The High Country Forest Collaborative (a re-envisioned version of the successful Colorado Bark Beetle Collaborative) met in Carbondale at the Fire Protection District on April 28th. The wider mission of the group is “community forest resilience.” One key topic for forest health is reversing the suppression focused approach to wildfire which has altered the natural burn intervals of forest ecosystems, and made the forest less healthy. The upshot of decades of active fire suppression has been hotter, more dangerous fires, and increased risk to mountain communities.
The focus of this meeting was a review of the April 2016 prescribed fire in Aspen at the doorstep of some of the most valuable real estate in the world, and the multi-jurisdictional effort required to pull off such an audacious planned incident.
Scott Fitzwilliam, White River National Forest Supervisor cited the Beaver Creek Fire in Jackson County last summer which “changed assumptions about what fire does.” He told the group, “75% of our organization is focused on putting out fires. Maybe it is time to switch to more planners and burn bosses. We cannot cut our way out of this problem. We cannot suppress our way out of this problem.”
In the far ranging discussion in the afternoon with the HCFC group, Jim Genung, Fuels Specialist for Aspen Sopris Ranger district, who is the planner/burn boss his Fitzwilliam is referencing, warned elected officials “you will be at the meeting when it comes to your town” if you don’t get active with mitigation and prescribed burning.
Ron Biggers, Glenwood Springs Fire Marshall has spent years following the Storm King and Coal Seam Fires that ravaged his town, educating homeowners and working to bring grant money to the community for mitigation efforts.

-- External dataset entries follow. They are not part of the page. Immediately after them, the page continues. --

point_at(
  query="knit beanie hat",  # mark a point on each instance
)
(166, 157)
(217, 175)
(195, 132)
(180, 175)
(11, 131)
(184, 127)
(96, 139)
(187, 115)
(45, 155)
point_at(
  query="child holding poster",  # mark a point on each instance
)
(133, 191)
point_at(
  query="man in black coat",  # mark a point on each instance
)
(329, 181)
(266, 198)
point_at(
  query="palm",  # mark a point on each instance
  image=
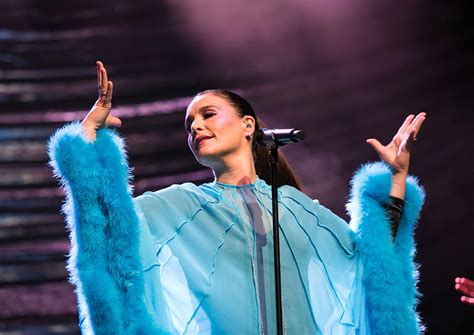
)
(99, 115)
(397, 152)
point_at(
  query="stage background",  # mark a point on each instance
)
(341, 70)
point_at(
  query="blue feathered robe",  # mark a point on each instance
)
(198, 259)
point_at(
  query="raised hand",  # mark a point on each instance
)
(466, 287)
(397, 152)
(99, 115)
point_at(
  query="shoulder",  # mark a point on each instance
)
(178, 200)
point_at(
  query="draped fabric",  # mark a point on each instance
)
(198, 259)
(210, 248)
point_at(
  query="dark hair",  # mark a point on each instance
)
(286, 175)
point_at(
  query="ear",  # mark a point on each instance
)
(248, 123)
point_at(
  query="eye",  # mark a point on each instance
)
(207, 115)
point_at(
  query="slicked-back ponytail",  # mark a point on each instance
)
(286, 176)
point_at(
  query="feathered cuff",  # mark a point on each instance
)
(390, 274)
(104, 260)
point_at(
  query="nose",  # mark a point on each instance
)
(196, 126)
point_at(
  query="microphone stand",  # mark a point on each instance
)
(276, 236)
(272, 139)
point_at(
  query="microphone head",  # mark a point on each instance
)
(297, 135)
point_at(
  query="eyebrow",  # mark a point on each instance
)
(190, 119)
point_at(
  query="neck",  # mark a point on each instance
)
(236, 173)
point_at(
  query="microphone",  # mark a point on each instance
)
(278, 137)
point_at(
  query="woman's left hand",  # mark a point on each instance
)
(397, 152)
(466, 287)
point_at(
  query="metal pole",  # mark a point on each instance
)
(276, 237)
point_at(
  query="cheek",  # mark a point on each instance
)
(227, 126)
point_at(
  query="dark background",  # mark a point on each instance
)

He agreed that even that effort is not enough. Biggers said, “we need to be putting fire on the ground so we can fight fire on our terms, rather than natures” when it is near our communities, and noted that “we don’t tell the story of how important mitigation and preparations are; for instance, the save rate of 82% of the homes from the Waldo Canyon Fire,” meant that one of the most damaging fires in Colorado Springs history would have been 82% more damaging to homes had the community not put great effort ahead of time. “Who hears about that,” said Biggers.
That sentiment was shared by the group made up mostly of representatives from various agencies in the upper Roaring Fork who spend the morning sharing how they spent more than a year preparing for the fire. We were “working towards a greater acceptance in the community for prescribed fire” as our goal, stated Ben Carson, Aspen City forester who set the stage for Will Roush, Conservation Director from Wilderness Workshop who showed a video of the planning efforts behind the fire. Convincing the community of why it was important to set fire to the forest as close to their property as possible took a very elaborate public relations plan which involved hikes, noted Rouch. He put a long list of “weed pulls,” publications and meetings on the screen. The selling point was on the day of the Hunter Creek prescribed burn with a smoke plume that went thousands of feet into the sky within sight of Aspen on a beautiful Sunday afternoon in April, resulted in no 911 calls. In a similar prescribed fire, the summer before on Basalt Mountain there were more than 400 calls.
The rock star of the presentation was Jim Genung, who spent the better part of an hour describing how the incident was planned, and how the public relations
effort was written into the overall NEPA document for the fire. The entire incident was “in a box that could be unpacked for another event.” He passed around the ping pong ball sized ignition sources which require an injection of glycol when dropped from a helicopter to ignite. Explaining to the group how the fire was set and managed was clearly the highlight of the morning. After describing the extensive meteorological circumstances required for the event to get the go-ahead, and hearing the HCFC group pining about the need to change public perceptions about fire, he said “I would like nothing better than to fly with a bunch of ping pong balls in perfect conditions in the spring and go dropping balls. We could burn 10,000 acres safely with fewer people, and improve the forest.”
Everyone agreed that in spite of efforts to educate the public about living with fire, we have a long ways to go before that day comes. Sloan Shoemaker, Executive Director of the Wilderness Workshop asked rhetorically, “How can groups like this help?” Fitzwilliams replied, “Help us find common denominator projects that focus on ecosystem services as federal land managers. Tell the story on economic terms.” The High Country Forest Collaborative group closed out the day discussing with Fitzwilliam how they could work with the White River National Forest towards the next successful prescribed burn.